Locally, VGA has increased its truck market share from 21.5% in 2013 to better than 27% in 2017.
And more than one in three buses sold in Australia is a Volvo.
The Volvo boss saying he was happy and proud with the results particularly because “you have to be good to be successful in Australia.”
Mr Lundstedt also updated us on the progress of Scania on the global stage, the Volvo chief welcoming recent financial results showing a lift in revenue and profits in the second quarter.
All divisions of the Volvo Group are now making money including trucks, buses, finance, defense and construction.
Helping the company bottom-line, according to the Volvo Group chief, included the performance of the Australia-bound Mack Anthem in the U.S. market.
Better results from Renault Trucks in Europe and the growing popularity of the UD Trucks Quon were also singled out.

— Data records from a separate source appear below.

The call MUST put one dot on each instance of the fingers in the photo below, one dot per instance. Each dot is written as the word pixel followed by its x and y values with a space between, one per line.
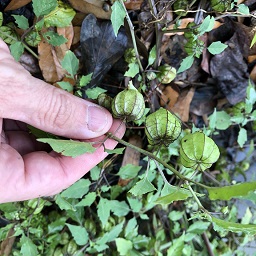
pixel 41 105
pixel 42 174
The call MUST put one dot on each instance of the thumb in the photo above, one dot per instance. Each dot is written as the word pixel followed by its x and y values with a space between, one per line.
pixel 53 110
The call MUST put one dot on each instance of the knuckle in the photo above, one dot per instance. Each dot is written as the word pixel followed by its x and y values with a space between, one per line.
pixel 58 111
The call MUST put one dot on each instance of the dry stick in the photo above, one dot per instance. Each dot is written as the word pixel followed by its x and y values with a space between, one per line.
pixel 152 156
pixel 133 36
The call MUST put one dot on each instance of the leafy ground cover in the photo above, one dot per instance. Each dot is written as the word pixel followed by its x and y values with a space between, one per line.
pixel 170 188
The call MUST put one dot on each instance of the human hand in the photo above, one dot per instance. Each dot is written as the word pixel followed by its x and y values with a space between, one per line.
pixel 25 171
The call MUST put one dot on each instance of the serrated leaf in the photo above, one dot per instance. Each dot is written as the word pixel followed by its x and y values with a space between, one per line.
pixel 63 203
pixel 17 50
pixel 175 194
pixel 207 25
pixel 78 189
pixel 69 147
pixel 115 151
pixel 79 234
pixel 220 225
pixel 84 80
pixel 133 70
pixel 54 38
pixel 43 7
pixel 152 56
pixel 88 200
pixel 28 248
pixel 216 47
pixel 65 86
pixel 21 21
pixel 60 17
pixel 242 8
pixel 186 64
pixel 117 16
pixel 129 171
pixel 123 246
pixel 70 63
pixel 242 137
pixel 142 187
pixel 103 210
pixel 94 92
pixel 228 192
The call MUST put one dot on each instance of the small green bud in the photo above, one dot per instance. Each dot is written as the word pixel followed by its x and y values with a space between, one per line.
pixel 128 104
pixel 198 151
pixel 166 74
pixel 105 101
pixel 162 127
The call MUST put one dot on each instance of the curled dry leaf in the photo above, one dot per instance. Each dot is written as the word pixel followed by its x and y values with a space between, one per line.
pixel 14 4
pixel 94 7
pixel 49 61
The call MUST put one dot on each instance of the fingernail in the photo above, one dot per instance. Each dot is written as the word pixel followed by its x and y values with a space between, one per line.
pixel 97 118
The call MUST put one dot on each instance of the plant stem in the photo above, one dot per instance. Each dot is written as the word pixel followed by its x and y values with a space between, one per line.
pixel 133 37
pixel 152 156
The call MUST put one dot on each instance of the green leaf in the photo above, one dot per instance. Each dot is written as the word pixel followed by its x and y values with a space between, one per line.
pixel 135 204
pixel 253 41
pixel 43 7
pixel 78 189
pixel 21 21
pixel 216 47
pixel 222 120
pixel 133 70
pixel 129 171
pixel 28 248
pixel 79 234
pixel 177 246
pixel 69 147
pixel 84 80
pixel 142 187
pixel 70 63
pixel 115 151
pixel 242 137
pixel 63 203
pixel 176 194
pixel 60 17
pixel 186 64
pixel 220 225
pixel 207 25
pixel 242 8
pixel 54 38
pixel 17 50
pixel 56 225
pixel 65 86
pixel 152 56
pixel 88 200
pixel 103 210
pixel 94 92
pixel 1 19
pixel 123 246
pixel 251 93
pixel 228 192
pixel 117 16
pixel 119 208
pixel 198 227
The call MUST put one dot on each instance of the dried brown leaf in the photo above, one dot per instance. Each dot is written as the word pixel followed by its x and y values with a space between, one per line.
pixel 94 7
pixel 14 4
pixel 181 108
pixel 68 33
pixel 49 61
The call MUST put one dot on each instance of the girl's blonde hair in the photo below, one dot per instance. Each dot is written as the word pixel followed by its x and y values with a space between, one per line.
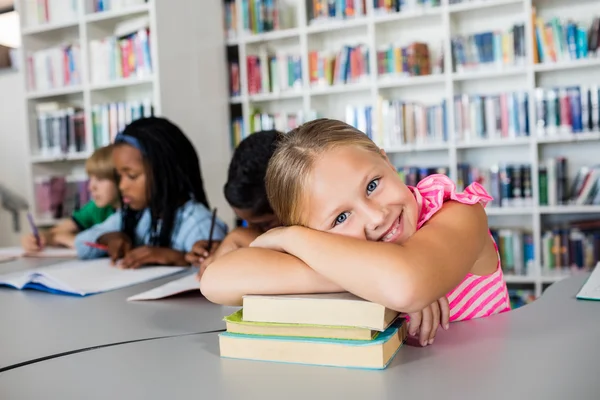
pixel 100 164
pixel 290 167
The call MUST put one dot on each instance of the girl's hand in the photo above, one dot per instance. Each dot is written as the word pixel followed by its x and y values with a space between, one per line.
pixel 273 239
pixel 200 252
pixel 146 255
pixel 426 322
pixel 118 245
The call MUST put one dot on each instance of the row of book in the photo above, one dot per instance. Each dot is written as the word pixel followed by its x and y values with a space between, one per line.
pixel 409 124
pixel 54 67
pixel 563 110
pixel 411 60
pixel 111 118
pixel 555 188
pixel 325 10
pixel 565 40
pixel 571 247
pixel 122 56
pixel 489 50
pixel 58 196
pixel 495 116
pixel 348 65
pixel 516 249
pixel 38 12
pixel 60 129
pixel 114 5
pixel 508 184
pixel 390 6
pixel 270 73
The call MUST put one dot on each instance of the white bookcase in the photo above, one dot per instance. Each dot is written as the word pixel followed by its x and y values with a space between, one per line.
pixel 182 86
pixel 436 26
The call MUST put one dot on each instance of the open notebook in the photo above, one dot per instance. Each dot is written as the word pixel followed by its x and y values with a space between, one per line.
pixel 186 284
pixel 82 278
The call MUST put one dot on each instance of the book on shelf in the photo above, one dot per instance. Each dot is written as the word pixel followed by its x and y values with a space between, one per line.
pixel 337 329
pixel 83 278
pixel 115 5
pixel 127 54
pixel 493 116
pixel 565 40
pixel 326 10
pixel 508 184
pixel 404 123
pixel 491 49
pixel 348 65
pixel 50 11
pixel 567 110
pixel 111 118
pixel 54 67
pixel 516 250
pixel 60 129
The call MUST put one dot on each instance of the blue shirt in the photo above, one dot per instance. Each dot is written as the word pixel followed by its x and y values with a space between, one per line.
pixel 192 223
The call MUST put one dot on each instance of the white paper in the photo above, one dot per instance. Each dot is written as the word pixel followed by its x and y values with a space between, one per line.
pixel 185 284
pixel 86 277
pixel 591 288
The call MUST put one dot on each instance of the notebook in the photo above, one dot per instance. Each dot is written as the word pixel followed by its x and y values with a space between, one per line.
pixel 591 287
pixel 185 284
pixel 83 278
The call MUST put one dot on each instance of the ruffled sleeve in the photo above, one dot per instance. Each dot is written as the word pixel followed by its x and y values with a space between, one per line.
pixel 433 191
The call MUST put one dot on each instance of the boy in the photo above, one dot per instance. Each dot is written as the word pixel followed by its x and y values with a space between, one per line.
pixel 245 192
pixel 105 200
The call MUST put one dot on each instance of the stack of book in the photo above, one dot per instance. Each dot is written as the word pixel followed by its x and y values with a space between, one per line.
pixel 335 329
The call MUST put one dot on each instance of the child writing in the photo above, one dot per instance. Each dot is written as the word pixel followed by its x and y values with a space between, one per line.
pixel 352 224
pixel 105 200
pixel 165 210
pixel 246 194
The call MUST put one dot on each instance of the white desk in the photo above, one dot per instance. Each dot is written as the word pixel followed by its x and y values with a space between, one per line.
pixel 546 350
pixel 35 324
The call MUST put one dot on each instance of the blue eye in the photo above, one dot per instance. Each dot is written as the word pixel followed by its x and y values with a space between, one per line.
pixel 372 185
pixel 341 218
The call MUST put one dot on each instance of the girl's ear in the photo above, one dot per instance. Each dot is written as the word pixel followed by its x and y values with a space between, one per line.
pixel 382 151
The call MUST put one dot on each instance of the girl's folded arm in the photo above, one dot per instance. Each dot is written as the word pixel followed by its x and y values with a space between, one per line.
pixel 404 277
pixel 260 271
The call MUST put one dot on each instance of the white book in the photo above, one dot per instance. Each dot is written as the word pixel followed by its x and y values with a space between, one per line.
pixel 83 278
pixel 186 284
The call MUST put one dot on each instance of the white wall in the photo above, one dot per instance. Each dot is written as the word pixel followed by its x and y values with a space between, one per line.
pixel 14 166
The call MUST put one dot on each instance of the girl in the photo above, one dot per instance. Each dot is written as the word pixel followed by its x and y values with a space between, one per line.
pixel 352 224
pixel 105 200
pixel 165 210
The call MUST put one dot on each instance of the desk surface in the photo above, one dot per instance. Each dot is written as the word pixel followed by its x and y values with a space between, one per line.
pixel 545 350
pixel 37 324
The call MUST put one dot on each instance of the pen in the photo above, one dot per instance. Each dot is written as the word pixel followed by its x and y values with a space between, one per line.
pixel 97 246
pixel 36 233
pixel 212 228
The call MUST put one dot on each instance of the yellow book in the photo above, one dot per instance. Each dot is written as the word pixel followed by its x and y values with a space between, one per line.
pixel 236 324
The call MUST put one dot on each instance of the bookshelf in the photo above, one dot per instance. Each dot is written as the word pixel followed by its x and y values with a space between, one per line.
pixel 435 26
pixel 166 75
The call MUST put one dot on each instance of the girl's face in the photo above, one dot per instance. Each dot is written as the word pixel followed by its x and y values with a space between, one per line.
pixel 355 192
pixel 131 171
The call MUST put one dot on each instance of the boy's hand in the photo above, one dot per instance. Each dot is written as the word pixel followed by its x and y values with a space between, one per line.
pixel 118 245
pixel 426 322
pixel 29 243
pixel 151 255
pixel 200 252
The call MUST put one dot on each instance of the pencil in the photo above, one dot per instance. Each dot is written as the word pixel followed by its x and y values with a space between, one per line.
pixel 212 228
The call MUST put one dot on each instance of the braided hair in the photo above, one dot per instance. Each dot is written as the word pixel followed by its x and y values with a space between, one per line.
pixel 173 172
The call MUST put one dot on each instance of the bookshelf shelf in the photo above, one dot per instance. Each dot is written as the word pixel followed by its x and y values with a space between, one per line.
pixel 378 31
pixel 55 92
pixel 48 27
pixel 125 12
pixel 567 65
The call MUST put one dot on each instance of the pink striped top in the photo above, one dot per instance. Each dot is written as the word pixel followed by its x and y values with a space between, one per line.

Some of those technologies have already been seen in Australia, or are on the way, include new crawler gears, dynamic steering and dual-clutch transmission.
And he feels confident that things are going to keep going well both globally and in Australia.
“We are definitely in an industry that has a big future.”
Mr Lundstedt also spoke about Volvo’s autonomous truck technology developments and admitted the manufacturer might have jumped into the tech just a little early.
But he said this early start has helped keep Volvo Group ahead of rivals.
The Volvo boss saying technologies like dynamic steering and Lane Keep Assist that feature on new Volvo trucks today are a step towards handing over more control to the vehicle.
He said this would provide better safety outcomes in applications and environments such as mining, quarries and ports.
While he felt that in Australia we are likely to see platooning technology at work in road train type applications.
“We have the platform to make this happen.”